Está-se, portanto, perante uma inexecução ilícita. Neste caso, as garantias que a ordem
jurídica pode pôr ao serviço do particular são os três tipos, embora no nosso Direito só duas
delas estejam consagradas:

a) O poder jurisdicional de substituição:

O poder que a lei dá ao Tribunal de se substituir à Administração Pública e de praticar, ele,


os actos devidos pela Administração.
No nosso Direito, este poder de substituição não existe, e não existe porque o nosso sistema
administrativo é um sistema de administração executiva ou de tipo francês, em que os Tribunais
não podem substituir-se à Administração praticando os actos da competência desta.
Em todo o caso, há que chamar a atenção para o art. 9º/4 DL 256-A/77.
Por conseguinte, o Tribunal, embora não possa substituir-se à Administração activa, pode
ordenar às autoridades que tenham poder hierárquico ou tutelar sobre o órgão competente, que
exerçam os seus próprios poderes de substituição.
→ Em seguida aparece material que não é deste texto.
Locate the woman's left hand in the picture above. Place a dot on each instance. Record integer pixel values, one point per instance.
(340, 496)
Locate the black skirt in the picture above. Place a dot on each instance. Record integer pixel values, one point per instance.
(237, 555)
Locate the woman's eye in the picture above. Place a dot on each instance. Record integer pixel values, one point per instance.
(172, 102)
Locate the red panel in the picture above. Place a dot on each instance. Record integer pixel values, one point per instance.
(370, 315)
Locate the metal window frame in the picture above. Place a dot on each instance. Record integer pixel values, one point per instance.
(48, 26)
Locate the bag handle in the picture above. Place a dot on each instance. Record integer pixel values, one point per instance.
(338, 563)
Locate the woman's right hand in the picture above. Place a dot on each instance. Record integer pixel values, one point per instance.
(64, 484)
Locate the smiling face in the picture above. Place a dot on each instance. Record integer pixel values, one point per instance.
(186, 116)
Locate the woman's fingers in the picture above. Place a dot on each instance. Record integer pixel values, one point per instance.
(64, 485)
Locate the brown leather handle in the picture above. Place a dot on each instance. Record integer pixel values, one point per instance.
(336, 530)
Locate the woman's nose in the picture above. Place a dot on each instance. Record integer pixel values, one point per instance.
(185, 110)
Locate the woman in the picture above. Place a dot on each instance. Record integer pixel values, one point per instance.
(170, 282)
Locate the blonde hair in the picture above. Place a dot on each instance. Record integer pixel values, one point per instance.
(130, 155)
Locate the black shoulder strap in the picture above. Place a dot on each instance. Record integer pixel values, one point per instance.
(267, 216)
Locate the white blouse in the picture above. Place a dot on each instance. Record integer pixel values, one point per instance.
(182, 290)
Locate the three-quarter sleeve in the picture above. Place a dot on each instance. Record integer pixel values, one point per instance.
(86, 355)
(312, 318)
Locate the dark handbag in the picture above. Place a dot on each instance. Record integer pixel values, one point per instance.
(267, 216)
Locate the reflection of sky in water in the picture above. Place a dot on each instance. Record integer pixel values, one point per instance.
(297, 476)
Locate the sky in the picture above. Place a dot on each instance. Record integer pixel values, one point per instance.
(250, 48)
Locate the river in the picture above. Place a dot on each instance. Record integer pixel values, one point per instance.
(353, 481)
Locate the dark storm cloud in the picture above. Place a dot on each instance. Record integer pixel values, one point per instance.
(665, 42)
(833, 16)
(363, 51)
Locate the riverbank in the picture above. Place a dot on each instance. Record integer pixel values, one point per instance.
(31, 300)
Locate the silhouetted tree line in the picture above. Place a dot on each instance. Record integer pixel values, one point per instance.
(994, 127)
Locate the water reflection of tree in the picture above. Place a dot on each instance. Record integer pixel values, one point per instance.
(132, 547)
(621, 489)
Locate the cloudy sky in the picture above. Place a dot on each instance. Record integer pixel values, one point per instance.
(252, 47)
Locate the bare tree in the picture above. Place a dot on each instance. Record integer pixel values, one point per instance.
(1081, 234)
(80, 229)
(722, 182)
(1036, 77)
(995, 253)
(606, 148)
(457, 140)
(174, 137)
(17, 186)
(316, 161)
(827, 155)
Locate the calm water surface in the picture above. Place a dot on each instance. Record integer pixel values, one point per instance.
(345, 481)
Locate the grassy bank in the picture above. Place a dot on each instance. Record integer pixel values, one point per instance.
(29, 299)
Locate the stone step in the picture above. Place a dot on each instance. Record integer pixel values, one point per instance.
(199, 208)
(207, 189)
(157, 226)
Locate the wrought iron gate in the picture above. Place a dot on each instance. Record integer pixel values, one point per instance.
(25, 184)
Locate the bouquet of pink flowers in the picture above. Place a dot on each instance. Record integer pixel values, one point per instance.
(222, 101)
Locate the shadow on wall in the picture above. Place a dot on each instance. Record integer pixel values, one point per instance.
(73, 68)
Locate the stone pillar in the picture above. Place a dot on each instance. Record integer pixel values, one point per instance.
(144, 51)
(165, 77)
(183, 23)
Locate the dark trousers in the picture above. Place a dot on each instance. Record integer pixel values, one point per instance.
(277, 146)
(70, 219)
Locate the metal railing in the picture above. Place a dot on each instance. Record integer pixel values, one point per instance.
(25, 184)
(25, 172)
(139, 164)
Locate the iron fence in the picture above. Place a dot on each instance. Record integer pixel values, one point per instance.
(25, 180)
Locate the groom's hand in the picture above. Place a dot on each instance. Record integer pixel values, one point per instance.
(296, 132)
b) Em segundo lugar, vem o chamado poder jurisdicional de declaração dos actos


efectivos:

É o poder que consiste em o Tribunal fixar quais os actos que a Administração Pública fica
obrigada a praticar em cumprimento da sentença.
A lei dá ao Tribunal o poder de declarar por sentença os actos devidos, para que a
Administração Pública não possa alegar mais dúvidas. É o que se passa nos casos previstos no
art. 9º/2 DL 256-A/77.

c) A terceira garantia dos particulares é a responsabilidade disciplinar, civil e penal


dos órgãos ou agentes da Administração sobre quem recai o dever de executar:

Se eles persistem em não executar uma sentença que têm o dever de executar, ficam
pessoalmente responsáveis, tanto do ponto de vista disciplinar, como civil e penal.

Eficácia das Garantias

Em última análise, se a Administração Pública teimosamente se colocar na posição de não


cumprir a sentença, mantendo a situação de inexecução ilícita, só há uma saída para isto:
justamente porque a Administração Pública é a detentora da força e “não se pode usar o
machado de guerra contra quem o traz à cintura”, só há uma solução possível, que é aquela
que existe também do Direito das Obrigações quando não se cumpre uma obrigação que seja
insusceptível de execução específica – a responsabilidade civil, isto é, o pagamento de uma
indemnização.
O DL 256-A/77, veio determinar no seu art. 6º/5 o seguinte:
“ Quando a execução da sentença consistir no pagamento de quantia certa, não é invocável
causa legítima de inexecução”.
Não há, pois, para a Administração, o direito de não pagar indemnizações a que seja
condenada pelos Tribunais – e, nomeadamente, indemnizações devidas em consequência da
inexecução ilícita das sentenças dos Tribunais Administrativos.